In the eyes of tens of millions of Egyptians, Senators John McCain’s and Lindsey Graham’s recent words and deeds in Egypt — which have the “blessing” of President Obama — have unequivocally proven that U.S. leadership is aligning with the Muslim Brotherhood.
Egyptian media is awash with stories of the growing anger regarding this policy.
A top advisor to Egypt’s Interim President Adly Mansour formally accused McCain of distorting facts to the benefit of the Brotherhood. He dismissed McCain’s recent remarks as “irrational” and “moronic.” Ahmed al-Zind, head of the Egyptian Judge Club, has called
for the arrest and trial of McCain for “trying to destroy Egypt.” The leader of the youth movement Tamarod (meaning “Rebellion,” against the Brotherhood), which played a major role in mobilizing the June 30 revolution, said: “We reject John McCain and call on the international community to let the [Egyptian] people decide their own fate.”
Secular political commentator Ahmed Musa asserted:
These two men have made more shameless demands than the Brotherhood themselves would dare.
[McCain] is not a man elected by the American people to speak on their behalf; today, he speaks on behalf of an armed terrorist organization — the Muslim Brotherhood. … We had expected [better] from these two men who came to speak with the tongue of the Brotherhood’s leadership, as if they had been recruited as two new leaders of the Brotherhood, which killed, destroyed, and burned in al-Muqattam, and now in Rab‘a al-Adawiya [the main Brotherhood militant camp]. The only thing missing is to see them in Rab‘a, surrounded by armed groups, and in their midst Muhammad Badie [supreme leader of the Brotherhood] and [U.S. Ambassador] Anne Patterson. That’s all that’s missing! Here comes Brother McCain today saying that we must “release the [Brotherhood] prisoners”.
Are you not aware that these people are accused of murder? Are you not aware that hundreds of Egyptians have been killed at the hands of the Brotherhood, Morsi, Shatter, Qatatni, Badie, Baltagi — have you forgotten? Did you not read the report on what happened? Or did you just blindly accept your ambassador’s words that it was a coup, that 33 million people did not go out?
What did McCain do and say in Egypt to earn the ire of millions of Egyptians?
Most offensive to Egyptians — and helpful to the Brotherhood’s cause — is McCain’s insistence on calling the June 30 revolution a “military coup.” In reality, the revolution consisted of perhaps thirty million Egyptians taking to the streets to oust the Brotherhood. McCain is either deliberately misconstruing the event, or believes the story as told by Al Jazeera and Ambassador Anne Patterson. In this narrative, at least an equal amount of Egyptians did support Morsi, and the military simply overthrew him against popular will. Al Jazeera has actually broadcast images of the millions of anti-Morsi protesters and identified them as pro-Morsi protesters, disinformation which was quickly adopted by Western media.

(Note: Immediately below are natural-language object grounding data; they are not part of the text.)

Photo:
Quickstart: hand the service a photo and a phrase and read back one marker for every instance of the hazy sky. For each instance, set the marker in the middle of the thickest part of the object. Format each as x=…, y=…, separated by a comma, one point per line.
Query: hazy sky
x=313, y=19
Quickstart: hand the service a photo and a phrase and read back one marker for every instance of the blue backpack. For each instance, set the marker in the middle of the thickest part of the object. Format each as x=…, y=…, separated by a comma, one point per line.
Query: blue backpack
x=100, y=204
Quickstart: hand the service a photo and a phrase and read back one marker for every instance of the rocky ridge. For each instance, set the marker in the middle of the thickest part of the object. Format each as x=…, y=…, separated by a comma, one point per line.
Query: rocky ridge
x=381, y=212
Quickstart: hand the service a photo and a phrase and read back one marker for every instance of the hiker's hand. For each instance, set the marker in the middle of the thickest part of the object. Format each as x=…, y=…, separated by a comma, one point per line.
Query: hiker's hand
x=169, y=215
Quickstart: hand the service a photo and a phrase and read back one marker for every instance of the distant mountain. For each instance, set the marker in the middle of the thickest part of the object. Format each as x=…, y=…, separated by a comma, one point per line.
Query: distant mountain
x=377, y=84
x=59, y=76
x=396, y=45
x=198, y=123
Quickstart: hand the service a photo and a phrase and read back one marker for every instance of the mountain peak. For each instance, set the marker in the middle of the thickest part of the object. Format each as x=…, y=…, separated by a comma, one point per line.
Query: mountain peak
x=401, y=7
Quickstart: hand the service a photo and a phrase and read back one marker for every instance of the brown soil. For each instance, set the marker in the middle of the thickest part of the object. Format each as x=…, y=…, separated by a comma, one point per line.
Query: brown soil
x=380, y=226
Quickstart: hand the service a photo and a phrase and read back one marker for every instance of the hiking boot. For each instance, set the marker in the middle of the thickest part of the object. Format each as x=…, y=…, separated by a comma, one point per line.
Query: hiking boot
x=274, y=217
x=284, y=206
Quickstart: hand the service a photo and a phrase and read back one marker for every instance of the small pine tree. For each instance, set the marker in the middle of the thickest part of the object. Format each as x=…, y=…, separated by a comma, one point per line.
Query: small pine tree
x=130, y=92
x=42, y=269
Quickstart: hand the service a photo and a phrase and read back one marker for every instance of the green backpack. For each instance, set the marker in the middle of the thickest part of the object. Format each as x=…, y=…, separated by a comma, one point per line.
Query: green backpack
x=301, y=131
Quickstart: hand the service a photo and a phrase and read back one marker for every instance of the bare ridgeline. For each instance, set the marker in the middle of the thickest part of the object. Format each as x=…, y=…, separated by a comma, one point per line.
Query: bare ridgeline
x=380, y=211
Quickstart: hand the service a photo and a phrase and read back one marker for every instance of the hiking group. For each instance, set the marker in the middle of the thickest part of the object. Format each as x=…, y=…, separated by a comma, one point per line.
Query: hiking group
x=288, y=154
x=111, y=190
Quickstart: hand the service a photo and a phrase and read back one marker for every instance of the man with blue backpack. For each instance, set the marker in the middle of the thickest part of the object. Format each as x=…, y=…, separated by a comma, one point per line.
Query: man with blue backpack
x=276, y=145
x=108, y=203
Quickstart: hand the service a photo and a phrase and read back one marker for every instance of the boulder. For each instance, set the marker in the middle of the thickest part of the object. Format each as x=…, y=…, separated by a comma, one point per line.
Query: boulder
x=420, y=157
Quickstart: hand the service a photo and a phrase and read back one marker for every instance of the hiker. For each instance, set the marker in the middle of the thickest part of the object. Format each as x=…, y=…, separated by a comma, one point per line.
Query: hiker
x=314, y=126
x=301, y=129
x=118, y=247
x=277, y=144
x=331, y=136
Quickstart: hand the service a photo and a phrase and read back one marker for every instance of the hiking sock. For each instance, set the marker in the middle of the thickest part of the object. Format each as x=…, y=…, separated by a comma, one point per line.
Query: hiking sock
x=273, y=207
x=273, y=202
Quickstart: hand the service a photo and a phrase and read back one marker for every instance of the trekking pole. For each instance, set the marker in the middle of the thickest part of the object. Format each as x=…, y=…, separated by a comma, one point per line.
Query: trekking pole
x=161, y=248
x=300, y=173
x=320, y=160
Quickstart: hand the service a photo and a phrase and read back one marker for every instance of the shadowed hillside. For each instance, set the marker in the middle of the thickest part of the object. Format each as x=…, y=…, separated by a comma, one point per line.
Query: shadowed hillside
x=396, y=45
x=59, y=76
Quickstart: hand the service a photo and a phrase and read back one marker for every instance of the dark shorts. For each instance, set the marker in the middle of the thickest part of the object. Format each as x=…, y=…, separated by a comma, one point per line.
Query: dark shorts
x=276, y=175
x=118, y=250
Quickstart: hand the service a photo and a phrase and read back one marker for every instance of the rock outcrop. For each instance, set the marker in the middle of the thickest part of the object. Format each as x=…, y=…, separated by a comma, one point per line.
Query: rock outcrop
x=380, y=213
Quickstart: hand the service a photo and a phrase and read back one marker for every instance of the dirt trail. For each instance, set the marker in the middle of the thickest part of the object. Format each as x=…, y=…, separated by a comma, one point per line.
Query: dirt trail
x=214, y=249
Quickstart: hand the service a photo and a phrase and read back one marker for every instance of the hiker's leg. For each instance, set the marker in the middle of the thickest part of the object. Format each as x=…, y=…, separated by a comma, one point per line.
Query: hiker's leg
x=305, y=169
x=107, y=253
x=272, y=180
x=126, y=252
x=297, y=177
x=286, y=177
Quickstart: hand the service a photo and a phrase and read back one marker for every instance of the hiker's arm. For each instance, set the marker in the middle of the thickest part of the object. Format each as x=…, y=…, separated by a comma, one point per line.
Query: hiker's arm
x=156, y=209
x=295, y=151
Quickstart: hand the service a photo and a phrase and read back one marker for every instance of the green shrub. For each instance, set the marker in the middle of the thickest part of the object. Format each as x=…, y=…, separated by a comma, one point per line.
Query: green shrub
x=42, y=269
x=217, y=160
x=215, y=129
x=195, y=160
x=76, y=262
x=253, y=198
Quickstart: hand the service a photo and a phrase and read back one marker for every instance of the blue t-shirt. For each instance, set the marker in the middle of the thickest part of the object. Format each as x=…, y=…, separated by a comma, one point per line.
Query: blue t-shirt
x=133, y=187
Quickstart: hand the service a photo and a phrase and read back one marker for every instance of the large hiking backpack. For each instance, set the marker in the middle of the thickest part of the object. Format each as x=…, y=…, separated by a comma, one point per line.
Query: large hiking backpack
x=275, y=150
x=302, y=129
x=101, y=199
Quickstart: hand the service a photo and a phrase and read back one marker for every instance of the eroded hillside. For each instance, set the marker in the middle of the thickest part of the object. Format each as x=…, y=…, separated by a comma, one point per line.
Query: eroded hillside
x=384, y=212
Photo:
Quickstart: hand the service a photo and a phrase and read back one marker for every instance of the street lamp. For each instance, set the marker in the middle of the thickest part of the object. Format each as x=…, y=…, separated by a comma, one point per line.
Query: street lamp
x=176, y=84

Several Al Jazeera correspondents have resigned due to Al Jazeera acting as the Brotherhood’s international mouthpiece.
Fortunately, some American officials have formally rejected the narrative. A new congressional resolution states:
Whereas in recent weeks, an estimated 30,000,000 Egyptians in a majority of Egypt’s 27 provinces gathered to protest the widespread failures of former President Mohamed Morsi and the Government of Egypt and its violations of the most basic rights of all Egyptian citizens, including Egyptian women, minorities, and those publicly dissenting from its views and policies; Whereas the participants in the June 30, 2013, popular protests far outnumbered those involved in the protests and demonstrations of January and February 2011 …
Even the Obama administration has been sensible enough not to call the June 30 revolution a “military coup.” Nevertheless, McCain rejected
John Kerry’s statement that “the [Egyptian] military did not take over.”
McCain’s designation raises other questions as well. If he considers the ouster of the Brotherhood government to be a military coup, why didn’t he extend that distinction at the fall of Mubarak’s more moderate government, which was also removed by the military in response to popular protests? If McCain’s argument is that Morsi was democratically elected and Mubarak was not, then why was the U.S. giving Egypt billions in aid for decades? Did not this aid legitimize Mubarak’s government no less than Morsi’s?
Further angering Egyptians is McCain’s insistence that all arrested Brotherhood members and other Islamists be released from prison. As Musa said, McCain’s stance does not address that Brotherhood leadership is awaiting trial on serious charges: inciting terrorism, causing the murder of Egyptians, and grand treason by conspiring with foreign powers against Egypt’s interests.
McCain claims he is simply interested in the human rights of the incarcerated Brotherhood members, a statement that is additionally curious. If human rights are at issue, why has McCain and the U.S. administration been ambivalent regarding the fate of Hosni Mubarak? Morsi faces perhaps more serious charges than Mubarak does, yet McCain calls for his release.